La lógica aliancista tiene sentido. Con un contrincante tan duro como López Obrador, en tiempos negativamente excepcionales como los de la 4T, es necesario y válido sumar fuerzas opositoras. Si bien es cierto que yo he expresado mi desacuerdo con la alineación del equipo aliado, que ha decidido arriesgarse a jugar con un PRI tan atrapable por la 4T como el de Alito, es ocioso insistir porque obviamente no me harán ningún caso. Ya se conformó el bloque y sus dirigencias buscan un gobierno de coalición, incluyendo las candidaturas al Congreso. Están ocupadas en limar viejas asperezas y amarrar nuevos pactos.
Pero una cosa es construir unidad y otra quedarse en arreglos cupulares. Y es que la principal tara de los partidos de oposición en México es un anacronismo: la mayoría de sus dirigentes soslaya que las elecciones ya no pueden ganarse como antes, que ahora se debe privilegiar la atracción del votante no cautivo. Y atrás de esa negligencia está la creencia inercial de que el elector mexicano es de memoria corta o de indolencia larga y que es posible presentar impresentables y salirse con la suya. No es una idea descabellada, por desgracia, si nos atenemos al hecho de que en los últimos 15 años hubo personajes notoriamente corruptos —varios gobernadores y el anterior presidente, por ejemplo— que conquistaron al electorado y llegaron al poder. No es descabellada pero sí es errónea.
En todo el mundo se hacen coaliciones partidistas, casi todas ideológicamente disímbolas. Y en las sopas de todos los partidos hay moscas —o moscardones— que repelen al comensal ciudadano. La diferencia es que en la política de otros países prevalece el pudor y los bichos se extraen del plato. Más aún, las primeras en pedir ser sacadas son las moscas mismas, que quieren que sus organizaciones ganen la elección. Aquí no. Puesto que se asume que el voto duro partidario se sigue manejando a capricho de los líderes y se imagina que cualquiera puede triunfar con dinero y mercadotecnia, los rostros de la corrupción se ostentan en primerísimo plano, casi con orgullo.

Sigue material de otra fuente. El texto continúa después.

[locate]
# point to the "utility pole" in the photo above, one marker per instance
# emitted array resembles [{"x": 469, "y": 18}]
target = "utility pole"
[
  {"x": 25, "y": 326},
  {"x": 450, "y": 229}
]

He aquí el problema de fondo de los opositores mexicanos. No ponen suficiente atención al primer filtro, el de las urnas, y priorizan los acuerdos para mantener la cohesión cupular. Sí, ya se sabe que estos acuerdos son muy importantes, pero si cada vez hay menos electores disciplinados que votan por el membrete y más switchers, si falta obediencia y sobra enojo, es aún más importante forjar una candidatura con arrastre. Y esta parece ser la menor de las preocupaciones de las dirigencias aliancistas, que están poniendo la carreta delante de los bueyes. Lo de los impresentables, como la ausencia de una narrativa que atraiga a la mayoría, son consecuencias de la priorización equívoca.

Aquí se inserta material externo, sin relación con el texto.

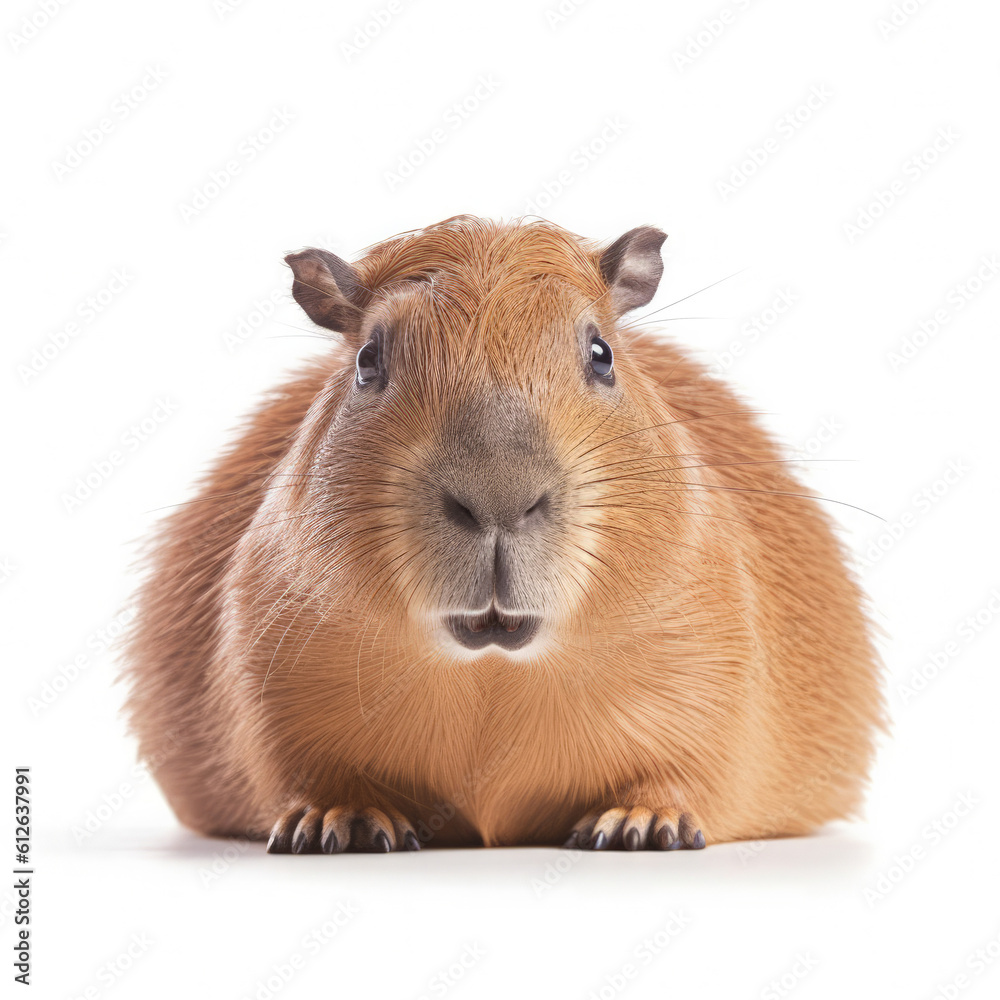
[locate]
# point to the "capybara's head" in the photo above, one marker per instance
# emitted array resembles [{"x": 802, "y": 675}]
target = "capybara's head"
[{"x": 483, "y": 471}]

Hago estas reflexiones, desde luego, partiendo de la premisa de que la oposición trabaja para ganar la Presidencia de la República. Porque si son ciertas las sospechas que expresé hace un mes en este espacio (“¿Ya se rindieron?”, 19/04/23) en el sentido de que sus dirigentes se dieron por vencidos, retiro lo dicho en los párrafos anteriores. De ser ese el caso no se trata de anacronías ni inercias ni impudores: se trata de que buscan algo diferente a lo que buscamos quienes porfiamos en la cuarta alternancia.